Motion of charged particle in em wave

Question

What is the direction of oscillation of a charged particle when an electromagnetic wave hits it? I think it would in a circle whose plane is along the direction of em wave and perpendicular to magnetic field of wave. Am I right?

Answer 1

You can divide the problem up into two regimes: (Non-relativistic) where the charged particle velocity is $\ll c$ and the solution is simple, shown below. (Relativistic} where the non-relativistic assumption cannot be made and the solution is quite difficult.

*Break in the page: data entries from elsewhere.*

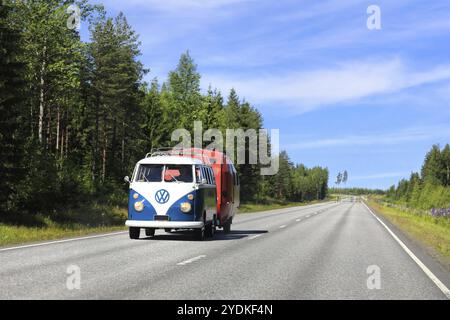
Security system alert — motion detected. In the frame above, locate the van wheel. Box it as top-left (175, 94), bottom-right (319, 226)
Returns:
top-left (145, 228), bottom-right (155, 237)
top-left (206, 219), bottom-right (216, 238)
top-left (128, 227), bottom-right (141, 239)
top-left (194, 227), bottom-right (205, 241)
top-left (223, 219), bottom-right (231, 233)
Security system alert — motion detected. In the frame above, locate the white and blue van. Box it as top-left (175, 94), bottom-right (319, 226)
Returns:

Non-relativistic. We say that $$ m \frac{d^2 \vec{r}}{dt^2} = q(\vec{E} + \vec{v} \times \vec{B}).$$ But for a plane wave in vacuum we know that $B = E/c$ and so the second term on the right hand side can be ignored.

So for example, if you have a plane wave travelling along the x-axis with amplitude $E_0$ and frequency $\omega$: $$m \frac{d^2 \vec{r}}{dt^2} = qE_0 \sin (\omega t - kx) \vec{j},$$ where I have chosen to polarise the wave along the y-axis and the B-field is along the z-axis.

If we now assume the charged particle starts at rest and at the origin, then by integrating twice, we have $$ \vec{r} = \frac{q E_0}{m \omega} \left( t - \frac{\sin \omega t}{\omega} \right) \vec{j}.$$

There is some second-order oscillation in the $x$ direction, at twice the frequency, but with a much smaller amplitude.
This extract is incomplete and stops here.